The new Escape Room Project provides a creative way of making learning more fun

University exams are not the easiest time for students. The pressure leads to thoughts of escape – to anywhere except the test itself. TAU has now taken the concept of “escape” one step further through the Escape Room Project, a physical space that provides a hands-on and alternative way of learning complex course material.  

Escape rooms have become increasingly popular over the last decade. Groups sign up to be locked in a room and are timed on how fast they can solve puzzles, usually following a story line, that will allow them to “escape” the room and complete the game. This interactive format and team based problem-solving is exactly what appealed to TAU educators who are always searching for creative ways of making learning more fun.

The Project is run by Minducate, a collaboration between the Sagol School of Neuroscience and TAU Online— Innovative Learning Center.
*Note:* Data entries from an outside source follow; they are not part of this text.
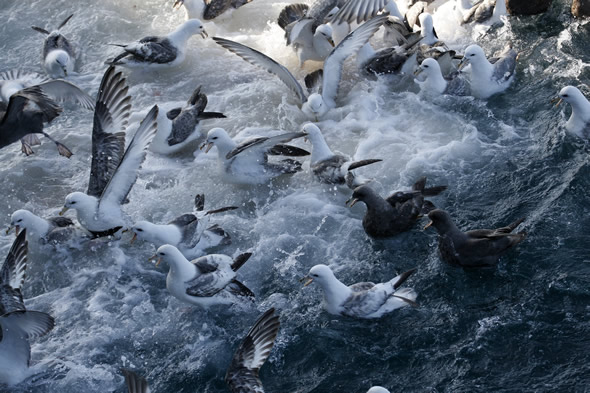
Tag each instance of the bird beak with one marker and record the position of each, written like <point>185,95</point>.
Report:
<point>557,101</point>
<point>351,202</point>
<point>157,258</point>
<point>462,63</point>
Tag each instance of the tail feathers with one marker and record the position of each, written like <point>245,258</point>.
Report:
<point>240,260</point>
<point>358,164</point>
<point>239,289</point>
<point>292,13</point>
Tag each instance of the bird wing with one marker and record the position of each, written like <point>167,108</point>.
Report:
<point>359,10</point>
<point>125,175</point>
<point>111,115</point>
<point>15,264</point>
<point>61,91</point>
<point>260,146</point>
<point>350,45</point>
<point>261,60</point>
<point>242,374</point>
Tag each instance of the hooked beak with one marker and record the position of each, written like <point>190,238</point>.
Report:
<point>309,280</point>
<point>557,101</point>
<point>157,258</point>
<point>351,202</point>
<point>462,63</point>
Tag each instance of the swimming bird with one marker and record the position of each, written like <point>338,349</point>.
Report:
<point>205,281</point>
<point>134,382</point>
<point>312,39</point>
<point>579,121</point>
<point>396,214</point>
<point>247,163</point>
<point>53,230</point>
<point>26,112</point>
<point>475,248</point>
<point>17,325</point>
<point>190,233</point>
<point>184,127</point>
<point>436,84</point>
<point>242,374</point>
<point>488,79</point>
<point>113,169</point>
<point>58,52</point>
<point>207,10</point>
<point>316,105</point>
<point>332,168</point>
<point>156,51</point>
<point>363,299</point>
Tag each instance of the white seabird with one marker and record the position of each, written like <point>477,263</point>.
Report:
<point>113,170</point>
<point>247,163</point>
<point>579,121</point>
<point>488,79</point>
<point>364,299</point>
<point>190,233</point>
<point>316,105</point>
<point>205,281</point>
<point>156,51</point>
<point>436,84</point>
<point>332,168</point>
<point>242,374</point>
<point>58,53</point>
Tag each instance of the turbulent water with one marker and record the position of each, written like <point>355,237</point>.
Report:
<point>522,327</point>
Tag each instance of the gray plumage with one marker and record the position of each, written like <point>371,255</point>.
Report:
<point>396,214</point>
<point>134,382</point>
<point>242,374</point>
<point>152,49</point>
<point>12,276</point>
<point>475,248</point>
<point>186,120</point>
<point>111,115</point>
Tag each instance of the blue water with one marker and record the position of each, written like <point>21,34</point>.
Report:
<point>523,327</point>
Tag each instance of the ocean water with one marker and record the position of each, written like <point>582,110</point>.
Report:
<point>523,327</point>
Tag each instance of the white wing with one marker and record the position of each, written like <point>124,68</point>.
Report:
<point>261,60</point>
<point>350,45</point>
<point>118,187</point>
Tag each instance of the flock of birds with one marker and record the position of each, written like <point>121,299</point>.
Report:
<point>329,31</point>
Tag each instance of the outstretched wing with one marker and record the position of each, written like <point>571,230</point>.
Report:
<point>350,45</point>
<point>124,178</point>
<point>261,60</point>
<point>113,107</point>
<point>242,374</point>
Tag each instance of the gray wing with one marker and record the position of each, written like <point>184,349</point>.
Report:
<point>261,60</point>
<point>359,10</point>
<point>125,176</point>
<point>134,382</point>
<point>263,144</point>
<point>350,45</point>
<point>113,107</point>
<point>15,264</point>
<point>505,67</point>
<point>242,374</point>
<point>61,91</point>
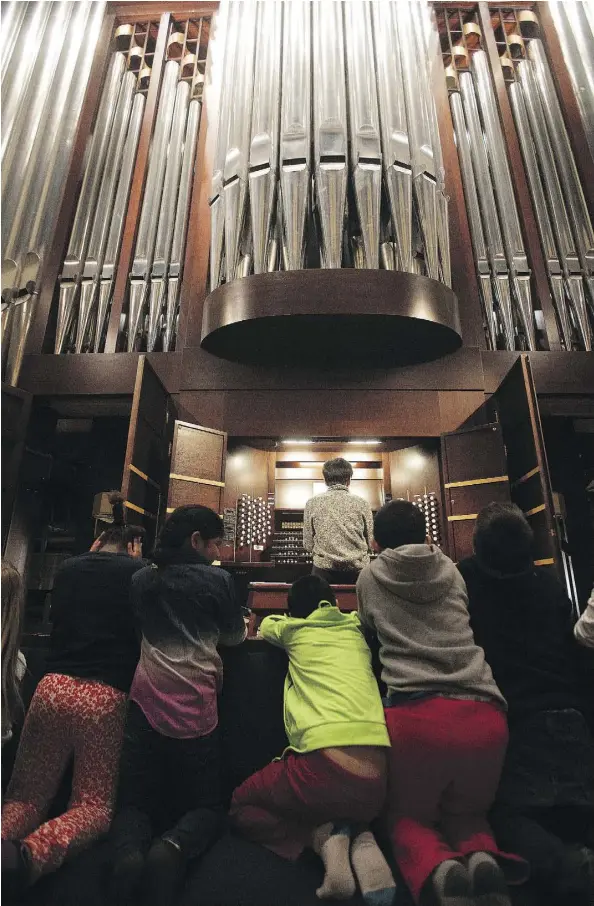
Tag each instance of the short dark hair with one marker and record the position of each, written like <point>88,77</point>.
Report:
<point>337,471</point>
<point>399,522</point>
<point>503,539</point>
<point>306,593</point>
<point>118,532</point>
<point>181,525</point>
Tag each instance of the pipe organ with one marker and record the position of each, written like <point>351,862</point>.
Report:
<point>329,125</point>
<point>47,53</point>
<point>87,280</point>
<point>562,217</point>
<point>327,151</point>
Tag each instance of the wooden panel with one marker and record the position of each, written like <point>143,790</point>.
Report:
<point>464,279</point>
<point>184,493</point>
<point>146,471</point>
<point>137,187</point>
<point>460,371</point>
<point>16,407</point>
<point>519,417</point>
<point>553,372</point>
<point>197,469</point>
<point>475,473</point>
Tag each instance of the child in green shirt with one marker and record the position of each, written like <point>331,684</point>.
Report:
<point>331,780</point>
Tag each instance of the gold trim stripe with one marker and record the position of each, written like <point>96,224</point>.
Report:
<point>144,476</point>
<point>466,484</point>
<point>535,510</point>
<point>139,509</point>
<point>528,475</point>
<point>217,484</point>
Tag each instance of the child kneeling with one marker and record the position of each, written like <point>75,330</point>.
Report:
<point>445,716</point>
<point>332,777</point>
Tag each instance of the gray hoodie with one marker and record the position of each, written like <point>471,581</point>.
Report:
<point>415,599</point>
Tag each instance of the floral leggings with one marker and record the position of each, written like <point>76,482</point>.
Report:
<point>68,717</point>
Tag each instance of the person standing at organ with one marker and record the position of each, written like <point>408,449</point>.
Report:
<point>338,527</point>
<point>78,709</point>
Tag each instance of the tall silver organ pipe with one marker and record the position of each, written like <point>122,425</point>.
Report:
<point>40,142</point>
<point>574,22</point>
<point>351,82</point>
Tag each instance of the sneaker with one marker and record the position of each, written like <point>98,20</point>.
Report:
<point>450,885</point>
<point>487,881</point>
<point>165,871</point>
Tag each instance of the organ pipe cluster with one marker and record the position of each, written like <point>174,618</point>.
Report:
<point>47,51</point>
<point>561,212</point>
<point>91,260</point>
<point>327,147</point>
<point>560,208</point>
<point>497,240</point>
<point>158,256</point>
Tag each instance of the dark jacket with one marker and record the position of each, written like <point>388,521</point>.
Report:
<point>524,624</point>
<point>93,629</point>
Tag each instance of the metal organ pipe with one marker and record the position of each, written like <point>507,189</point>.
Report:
<point>50,158</point>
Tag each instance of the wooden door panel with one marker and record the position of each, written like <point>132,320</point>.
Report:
<point>517,408</point>
<point>146,467</point>
<point>475,474</point>
<point>197,470</point>
<point>16,408</point>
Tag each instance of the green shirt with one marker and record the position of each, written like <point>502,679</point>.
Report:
<point>331,695</point>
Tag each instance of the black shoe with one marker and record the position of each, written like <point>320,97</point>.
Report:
<point>487,880</point>
<point>128,868</point>
<point>574,885</point>
<point>164,873</point>
<point>449,886</point>
<point>17,869</point>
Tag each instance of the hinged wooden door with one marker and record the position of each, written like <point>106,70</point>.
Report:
<point>146,467</point>
<point>475,474</point>
<point>16,407</point>
<point>197,472</point>
<point>519,417</point>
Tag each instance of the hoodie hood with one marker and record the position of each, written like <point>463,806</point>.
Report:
<point>414,572</point>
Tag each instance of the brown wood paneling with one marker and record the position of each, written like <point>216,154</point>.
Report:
<point>569,105</point>
<point>146,472</point>
<point>204,459</point>
<point>528,470</point>
<point>460,371</point>
<point>522,193</point>
<point>53,263</point>
<point>197,468</point>
<point>132,11</point>
<point>137,188</point>
<point>554,372</point>
<point>474,455</point>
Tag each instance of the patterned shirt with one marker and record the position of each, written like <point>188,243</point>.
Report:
<point>338,529</point>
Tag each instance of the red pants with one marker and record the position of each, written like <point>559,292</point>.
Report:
<point>281,805</point>
<point>67,717</point>
<point>444,768</point>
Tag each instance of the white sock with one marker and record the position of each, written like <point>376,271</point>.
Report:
<point>373,872</point>
<point>332,844</point>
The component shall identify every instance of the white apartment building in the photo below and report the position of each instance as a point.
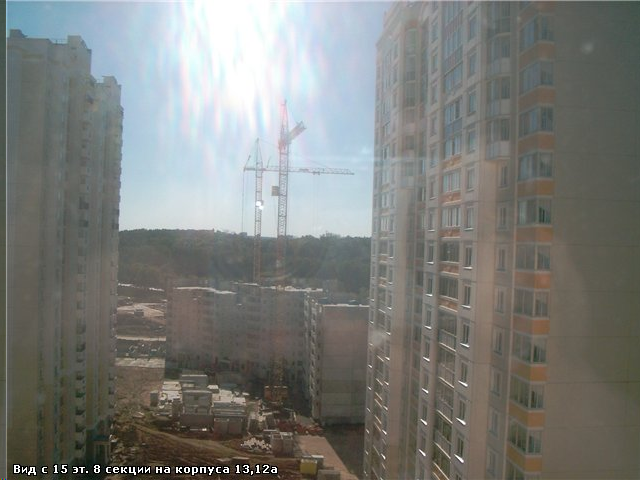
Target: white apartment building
(64, 139)
(503, 336)
(336, 363)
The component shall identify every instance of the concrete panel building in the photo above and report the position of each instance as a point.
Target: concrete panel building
(337, 355)
(64, 139)
(503, 337)
(244, 330)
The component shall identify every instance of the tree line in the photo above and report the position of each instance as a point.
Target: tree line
(149, 257)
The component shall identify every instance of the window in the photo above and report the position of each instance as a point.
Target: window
(453, 127)
(529, 349)
(539, 119)
(431, 215)
(499, 89)
(528, 302)
(466, 332)
(464, 373)
(536, 74)
(427, 349)
(471, 140)
(501, 259)
(537, 29)
(498, 336)
(428, 318)
(424, 411)
(468, 256)
(530, 257)
(449, 251)
(460, 449)
(471, 67)
(528, 441)
(429, 289)
(471, 177)
(466, 296)
(470, 218)
(494, 422)
(431, 248)
(462, 411)
(500, 294)
(499, 47)
(472, 27)
(453, 79)
(433, 153)
(535, 165)
(498, 130)
(449, 287)
(451, 181)
(491, 462)
(496, 382)
(534, 211)
(471, 102)
(432, 187)
(503, 179)
(502, 217)
(526, 394)
(451, 217)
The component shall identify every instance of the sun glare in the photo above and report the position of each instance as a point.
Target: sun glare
(233, 59)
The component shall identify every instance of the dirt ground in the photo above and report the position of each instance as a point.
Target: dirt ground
(140, 442)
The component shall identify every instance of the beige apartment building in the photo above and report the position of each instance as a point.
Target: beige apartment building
(504, 335)
(202, 331)
(244, 330)
(64, 139)
(336, 360)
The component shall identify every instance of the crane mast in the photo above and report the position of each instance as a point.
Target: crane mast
(257, 219)
(283, 169)
(286, 137)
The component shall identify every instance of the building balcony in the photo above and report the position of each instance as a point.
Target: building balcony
(447, 339)
(444, 408)
(442, 442)
(446, 374)
(437, 473)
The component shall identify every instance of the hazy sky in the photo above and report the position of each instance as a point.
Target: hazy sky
(202, 80)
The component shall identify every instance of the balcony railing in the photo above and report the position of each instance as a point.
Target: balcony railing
(447, 339)
(442, 442)
(444, 408)
(446, 374)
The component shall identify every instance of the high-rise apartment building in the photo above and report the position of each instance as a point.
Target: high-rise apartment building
(504, 334)
(64, 138)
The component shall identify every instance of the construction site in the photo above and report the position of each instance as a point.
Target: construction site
(237, 368)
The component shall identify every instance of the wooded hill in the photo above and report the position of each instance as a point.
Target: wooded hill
(149, 257)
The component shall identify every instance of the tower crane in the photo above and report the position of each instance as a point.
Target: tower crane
(283, 170)
(276, 389)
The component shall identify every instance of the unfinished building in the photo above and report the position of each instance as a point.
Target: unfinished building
(336, 360)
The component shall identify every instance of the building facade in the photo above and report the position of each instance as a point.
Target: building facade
(503, 337)
(336, 363)
(244, 330)
(64, 139)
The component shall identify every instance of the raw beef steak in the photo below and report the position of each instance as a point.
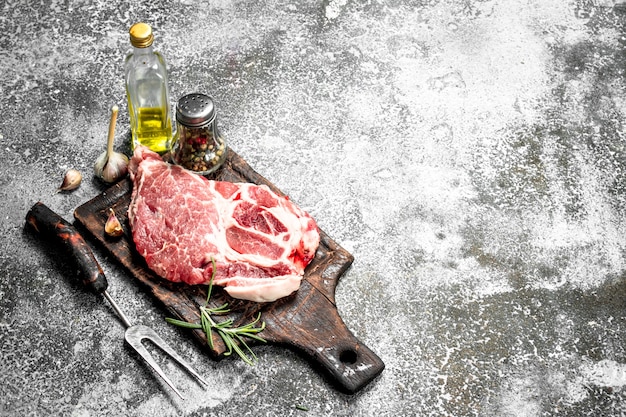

Last year the Project piloted three escape rooms based on four academic courses with some 250 students and staff taking part.  

From the mad hatter to the disappearing cat

This year the Project is operating an escape room called ChemX, which is based on a course in life sciences, as well as another called “Alice In Wonderland“ for courses in neurobiology, neurophysiology and neuro-anatomy.  

The escape rooms follow two fundamental design principles: they are content-rich and they pose a highly challenging riddle to the students. The game takes advantage of the whole space in the room to create a range of stimuli that work on both the mind and the senses. Student teams move from clue to clue by applying their course knowledge and when they finish – escape the room. They are then also better prepared to take the course exam.   

Guy Teichman, a PhD student at the Sagol School, describes the ChemX room narrative: “A crazy professor created a poison for which he has no antidote. His poor students, now ‘poisoned,’ must quickly find one.”

Guy stresses that the escape room is built to address complex issues that students had problems with during their studies. “In the escape room, abstract concepts become tangible, providing an additional level of understanding of the material,” he says.

The Head of the Project, Dr. Limor Radoszkowicz of Minducate, says that the project has been extremely popular with students and that registration for the slots filled up almost immediately upon opening. She stresses that the escape rooms were designed jointly by academic staff and students.